Implementation of a stabilized finite element formulation for the incompressible Navier-Stokes equations based on a pressure gradient projection. (Q2767584)

The authors discuss the implementation of a pressure stabilized finite element method for the incompressible Navier-Stokes equations which can be considered as GLS method, in the sense that it intends to allow the use of equal order velocity-pressure interpolations. This is possible due to a stabilization technique based on the introduction as discrete unknown the pressure gradient projection (PGP) onto the finite element space of continuous vector fields. Then divergence of the difference between these two vectors (pressure gradient and its projection) is introduced in the continuity equation multiplied by suitable algorithmic parameters. The resulting formulation is referred to as stabilized by pressure gradient projection (SPGP) method.
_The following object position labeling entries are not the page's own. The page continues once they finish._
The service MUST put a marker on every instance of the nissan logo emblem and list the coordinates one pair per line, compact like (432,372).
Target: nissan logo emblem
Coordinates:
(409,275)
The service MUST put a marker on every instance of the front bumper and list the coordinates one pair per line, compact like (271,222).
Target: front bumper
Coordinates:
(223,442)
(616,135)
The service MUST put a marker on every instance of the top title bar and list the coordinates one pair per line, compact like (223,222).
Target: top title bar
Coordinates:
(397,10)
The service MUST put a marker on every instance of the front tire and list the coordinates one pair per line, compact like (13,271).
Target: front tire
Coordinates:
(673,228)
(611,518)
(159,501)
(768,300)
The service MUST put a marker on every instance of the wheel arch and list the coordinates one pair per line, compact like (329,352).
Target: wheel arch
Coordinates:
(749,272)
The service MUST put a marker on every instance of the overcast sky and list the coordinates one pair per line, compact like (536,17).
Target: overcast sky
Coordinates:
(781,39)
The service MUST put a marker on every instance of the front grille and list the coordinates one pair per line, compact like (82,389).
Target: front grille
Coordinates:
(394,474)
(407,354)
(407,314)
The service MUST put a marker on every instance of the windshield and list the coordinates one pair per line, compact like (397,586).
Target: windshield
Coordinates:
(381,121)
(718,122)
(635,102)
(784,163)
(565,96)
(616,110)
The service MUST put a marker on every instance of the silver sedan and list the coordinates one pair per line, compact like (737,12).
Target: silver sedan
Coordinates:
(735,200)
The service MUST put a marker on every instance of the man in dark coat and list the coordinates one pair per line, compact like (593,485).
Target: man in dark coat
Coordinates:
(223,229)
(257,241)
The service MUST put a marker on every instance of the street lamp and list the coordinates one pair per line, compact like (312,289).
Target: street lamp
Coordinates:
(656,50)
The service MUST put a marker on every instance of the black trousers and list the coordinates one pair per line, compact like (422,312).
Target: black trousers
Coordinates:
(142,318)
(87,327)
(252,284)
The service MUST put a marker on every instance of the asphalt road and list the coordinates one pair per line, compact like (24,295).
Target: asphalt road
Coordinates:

The presence of PGP as a new unknown in the problem makes the applicability of the method questionable, since the number of nodal unknowns is increased. The main purpose of this paper is to shown that it is not necessary to solve in a fully coupled manner for the velocity, pressure and PGP. For stationary problems, this can be done by using iterative techniques, but for transient problems the natural way to uncouple the resolution is by creating explicitly the PGP. Herein it is shown that this is not only feasible, but also very convenient in general situations. Nevertheless, in some cases the iterative coupling is also found efficient. The only purpose of the stabilization technique presented here is to stabilize the pressure. The instabilities due to the convective term when the viscosity is very small are not considered in the formulation. The pressure stabilized method is fully described, and its stability and convergence properties are summarized. Numerical results are presented. It is shown that even though the computational cost relative to ASGS method is problem-dependent, the accuracy is usually higher, in particular in what concerns the pressure approximation near boundaries.